100% Fair Market Value (FMV)

The top red arrow is the properties value if sold on the open market in Multiple Listing Service (MLS) in sales ready condition.

80% Loan to Value (borrower/homeowner)

We want the borrowers to be 80% or less of the loan to value (LTV).  Therefore, we target loans where the borrower also has equity.  This way the borrower/homeowners are vested in the property and are less likely to default.

Total Investment of Less than 60% of After Repair Value (ARV)

We budget approximately 20-30% of the value back into the property for rehab expenses to properly protect our investors capital.  This leaves us with a large equity position that allow us to either sell for profit or create another mortgage with the property.

If property values in the area experience a downturn, we have a large cushion of equity to protect our investment.

Mortgage loan pool acquisition (20-40%)

My investors and myself have found this to be the best way to hedge against the risks in the open market.  If we are able to acquire loans at 20-40% of the value, I’m about as safe as I can get in real estate.

Performing land contract purchase in Lake Orion.  Quick stats:

  • Market value $95K+
  • Loan Balance $24K
  • Acquisition $19K
  • Loan rate 10%
  • Targeted Return 13.5%

Would you have invested $32,089 to receive $44,872 four months later?

I hope you would say YES...but I would also expect you to be very cautious.  The above before and after photos were from an investment I made in Cincinnati. I purchased the performing mortgage in February 2018, when I was testing the waters before creating an investment fund around this concept.  The borrower had never missed a payment and the location was promising.

Protecting the downside is the name of the game in real estate. Below are the three main steps I take every time to reduce the risk of the investment through proper due diligence.

(1) The first thing I look at is the value of the property and Loan to Value.

The only picture I could find was the the image on the left, which obviously needed work on the exterior.  It's usually safe to say if the exterior looks bad then inside is going to look similar or much worse.  In this case, even in poor condition, comparable sales were around $70,000 which is approximately a 45% loan to value.  

*This is important because if the borrower stops making payments, I need to have equity after I receive the property back from foreclosure.

*Additionally, you want the borrower to be vested in the property.  Meaning that they would be walking away from equity/money if they stopped making payments.

(2) Review the pay history and supporting loan paperwork.

The borrower had never missed a payment since they purchased the home in 2012.  Additionally, after having my attorney review the paperwork, everything was in order.

*This is important because the better the pay history, the more valuable the loan.

*We always have an experienced legal firm review documents because if we are missing a document or if it wasn't done correctly, we could have a difficult time selling the loan or foreclosing if necessary.

(3)Have a Realtor drive by the location. 

I was pleasantly surprised when my Realtor sent me the photo on the right and comparable sales in the $100K+ range.

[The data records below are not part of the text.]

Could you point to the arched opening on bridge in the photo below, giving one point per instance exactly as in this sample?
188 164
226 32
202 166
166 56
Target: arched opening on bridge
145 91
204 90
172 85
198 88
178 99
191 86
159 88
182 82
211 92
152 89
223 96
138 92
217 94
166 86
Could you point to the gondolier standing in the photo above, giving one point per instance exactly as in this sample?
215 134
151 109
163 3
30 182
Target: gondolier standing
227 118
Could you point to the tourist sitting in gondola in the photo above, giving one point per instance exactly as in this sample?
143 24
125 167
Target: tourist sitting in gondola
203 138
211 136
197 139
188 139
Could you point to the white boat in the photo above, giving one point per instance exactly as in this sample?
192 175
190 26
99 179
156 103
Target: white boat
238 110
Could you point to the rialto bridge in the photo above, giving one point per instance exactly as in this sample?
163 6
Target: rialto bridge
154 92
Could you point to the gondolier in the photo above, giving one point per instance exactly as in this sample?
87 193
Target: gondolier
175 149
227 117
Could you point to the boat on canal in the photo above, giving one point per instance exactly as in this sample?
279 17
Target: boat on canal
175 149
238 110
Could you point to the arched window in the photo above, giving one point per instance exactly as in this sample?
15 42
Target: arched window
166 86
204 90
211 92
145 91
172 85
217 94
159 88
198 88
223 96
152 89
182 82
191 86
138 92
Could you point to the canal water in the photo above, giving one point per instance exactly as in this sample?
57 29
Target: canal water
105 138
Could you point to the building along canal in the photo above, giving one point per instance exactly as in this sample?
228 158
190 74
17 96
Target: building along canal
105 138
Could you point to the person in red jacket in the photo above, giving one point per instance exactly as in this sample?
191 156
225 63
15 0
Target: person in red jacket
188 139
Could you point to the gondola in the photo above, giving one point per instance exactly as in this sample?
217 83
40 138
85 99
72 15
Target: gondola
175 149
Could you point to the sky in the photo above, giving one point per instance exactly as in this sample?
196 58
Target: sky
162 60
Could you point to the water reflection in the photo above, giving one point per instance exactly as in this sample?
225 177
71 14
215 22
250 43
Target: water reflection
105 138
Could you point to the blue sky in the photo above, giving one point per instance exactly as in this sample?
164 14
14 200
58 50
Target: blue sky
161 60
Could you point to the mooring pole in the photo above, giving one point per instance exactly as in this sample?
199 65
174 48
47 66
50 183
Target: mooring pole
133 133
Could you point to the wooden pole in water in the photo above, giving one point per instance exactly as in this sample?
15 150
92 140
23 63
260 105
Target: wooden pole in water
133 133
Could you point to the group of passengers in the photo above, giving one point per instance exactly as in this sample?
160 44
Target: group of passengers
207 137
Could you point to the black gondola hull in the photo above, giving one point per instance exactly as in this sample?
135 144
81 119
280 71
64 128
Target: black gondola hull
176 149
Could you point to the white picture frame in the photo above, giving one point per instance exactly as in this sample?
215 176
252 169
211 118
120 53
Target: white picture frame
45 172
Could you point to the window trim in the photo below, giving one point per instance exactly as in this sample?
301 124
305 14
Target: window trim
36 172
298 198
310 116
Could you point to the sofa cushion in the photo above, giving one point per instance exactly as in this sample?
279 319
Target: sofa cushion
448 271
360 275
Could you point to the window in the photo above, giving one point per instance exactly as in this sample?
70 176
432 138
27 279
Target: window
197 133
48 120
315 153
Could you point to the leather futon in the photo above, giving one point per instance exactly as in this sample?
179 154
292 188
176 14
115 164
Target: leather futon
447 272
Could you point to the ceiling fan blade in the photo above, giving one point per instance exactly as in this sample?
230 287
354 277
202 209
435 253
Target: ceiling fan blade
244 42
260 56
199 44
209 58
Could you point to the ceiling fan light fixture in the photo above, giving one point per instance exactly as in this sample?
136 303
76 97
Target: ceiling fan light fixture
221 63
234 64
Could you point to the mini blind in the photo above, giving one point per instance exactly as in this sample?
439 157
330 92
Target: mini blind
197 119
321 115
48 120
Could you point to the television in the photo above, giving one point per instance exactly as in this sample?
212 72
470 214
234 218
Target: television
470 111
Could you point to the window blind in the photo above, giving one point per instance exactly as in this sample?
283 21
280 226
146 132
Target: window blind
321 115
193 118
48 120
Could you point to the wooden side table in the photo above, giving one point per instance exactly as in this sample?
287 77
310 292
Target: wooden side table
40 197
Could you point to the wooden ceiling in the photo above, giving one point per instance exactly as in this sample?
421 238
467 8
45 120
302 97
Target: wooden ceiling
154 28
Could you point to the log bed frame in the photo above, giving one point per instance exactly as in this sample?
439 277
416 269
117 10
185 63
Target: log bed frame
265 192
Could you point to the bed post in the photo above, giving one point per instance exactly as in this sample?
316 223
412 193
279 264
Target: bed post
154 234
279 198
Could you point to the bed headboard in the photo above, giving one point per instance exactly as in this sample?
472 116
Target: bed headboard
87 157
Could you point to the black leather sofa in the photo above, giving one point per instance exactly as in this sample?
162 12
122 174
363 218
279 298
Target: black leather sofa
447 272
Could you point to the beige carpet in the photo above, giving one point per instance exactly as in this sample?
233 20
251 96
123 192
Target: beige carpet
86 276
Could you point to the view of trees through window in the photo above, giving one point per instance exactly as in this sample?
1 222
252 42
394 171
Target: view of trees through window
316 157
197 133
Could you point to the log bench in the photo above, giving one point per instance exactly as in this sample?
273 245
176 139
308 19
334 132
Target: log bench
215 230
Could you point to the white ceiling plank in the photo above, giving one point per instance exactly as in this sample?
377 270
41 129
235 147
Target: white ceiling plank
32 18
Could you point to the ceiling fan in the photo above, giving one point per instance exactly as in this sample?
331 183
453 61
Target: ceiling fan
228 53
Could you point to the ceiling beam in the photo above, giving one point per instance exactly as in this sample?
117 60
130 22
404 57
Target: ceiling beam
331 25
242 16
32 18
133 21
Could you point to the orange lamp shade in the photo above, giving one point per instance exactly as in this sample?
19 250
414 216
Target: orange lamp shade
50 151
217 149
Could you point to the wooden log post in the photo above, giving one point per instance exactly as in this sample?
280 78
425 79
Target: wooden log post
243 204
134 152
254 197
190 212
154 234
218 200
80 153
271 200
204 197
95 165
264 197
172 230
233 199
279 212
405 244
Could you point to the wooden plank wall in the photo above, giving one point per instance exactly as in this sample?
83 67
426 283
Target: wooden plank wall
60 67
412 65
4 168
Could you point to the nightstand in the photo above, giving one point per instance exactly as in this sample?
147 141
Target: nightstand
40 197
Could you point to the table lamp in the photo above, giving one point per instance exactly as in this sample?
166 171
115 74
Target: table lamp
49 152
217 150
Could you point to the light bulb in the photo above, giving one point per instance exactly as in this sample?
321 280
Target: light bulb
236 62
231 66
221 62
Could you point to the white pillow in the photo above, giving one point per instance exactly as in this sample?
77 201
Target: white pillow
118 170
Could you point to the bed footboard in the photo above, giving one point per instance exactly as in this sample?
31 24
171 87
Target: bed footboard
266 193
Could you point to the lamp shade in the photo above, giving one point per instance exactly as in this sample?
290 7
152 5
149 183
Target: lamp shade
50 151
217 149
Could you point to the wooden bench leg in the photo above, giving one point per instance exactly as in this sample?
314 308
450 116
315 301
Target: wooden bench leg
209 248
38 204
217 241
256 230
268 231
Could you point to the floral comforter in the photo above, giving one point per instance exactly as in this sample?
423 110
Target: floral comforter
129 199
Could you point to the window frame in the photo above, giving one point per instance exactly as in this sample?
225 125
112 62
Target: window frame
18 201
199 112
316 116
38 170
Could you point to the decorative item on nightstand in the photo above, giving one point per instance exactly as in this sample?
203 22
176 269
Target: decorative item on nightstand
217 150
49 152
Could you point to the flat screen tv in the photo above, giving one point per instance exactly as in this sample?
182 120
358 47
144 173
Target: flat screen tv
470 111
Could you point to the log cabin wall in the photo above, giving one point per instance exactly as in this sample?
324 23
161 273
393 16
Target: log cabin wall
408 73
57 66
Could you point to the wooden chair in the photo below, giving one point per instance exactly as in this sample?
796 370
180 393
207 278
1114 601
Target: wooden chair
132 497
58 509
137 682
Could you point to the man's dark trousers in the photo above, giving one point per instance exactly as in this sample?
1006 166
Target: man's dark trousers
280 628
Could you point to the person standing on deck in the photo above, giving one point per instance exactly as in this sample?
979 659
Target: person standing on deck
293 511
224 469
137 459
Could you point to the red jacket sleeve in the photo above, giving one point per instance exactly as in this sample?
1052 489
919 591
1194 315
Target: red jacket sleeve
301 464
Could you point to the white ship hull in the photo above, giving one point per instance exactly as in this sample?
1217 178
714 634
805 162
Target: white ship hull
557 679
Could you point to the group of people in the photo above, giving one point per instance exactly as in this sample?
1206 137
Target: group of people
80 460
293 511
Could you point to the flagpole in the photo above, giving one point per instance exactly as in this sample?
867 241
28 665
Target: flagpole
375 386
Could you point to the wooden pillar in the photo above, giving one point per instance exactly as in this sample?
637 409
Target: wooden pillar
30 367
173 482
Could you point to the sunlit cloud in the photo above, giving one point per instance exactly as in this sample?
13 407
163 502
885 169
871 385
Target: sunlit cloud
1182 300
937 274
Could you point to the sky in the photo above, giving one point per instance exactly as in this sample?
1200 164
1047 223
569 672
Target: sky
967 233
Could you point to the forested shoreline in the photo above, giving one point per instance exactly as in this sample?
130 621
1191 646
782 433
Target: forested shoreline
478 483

Now I have a great investment that is protected with almost $70,000 worth of equity and annual returns are expected to be over 15%. All signs pointed to this being a great deal so I purchased it in February of 2018.

Everything was doing great until I received a call from loan servicing company asking what I wanted to do with a $43,797 check that arrived in the mail.  The borrower had refinanced the loan.  When this happens, or if they sell the property, we receive the full amount owed on the mortgage.

The best part of real estate is the "Do it once philosophy".  If you find a great investment don't sell but instead manage the cash flow for years to come.   Otherwise you will always have to find another investment that may never come.

However,  locking in a 39% return in four months is great trade off.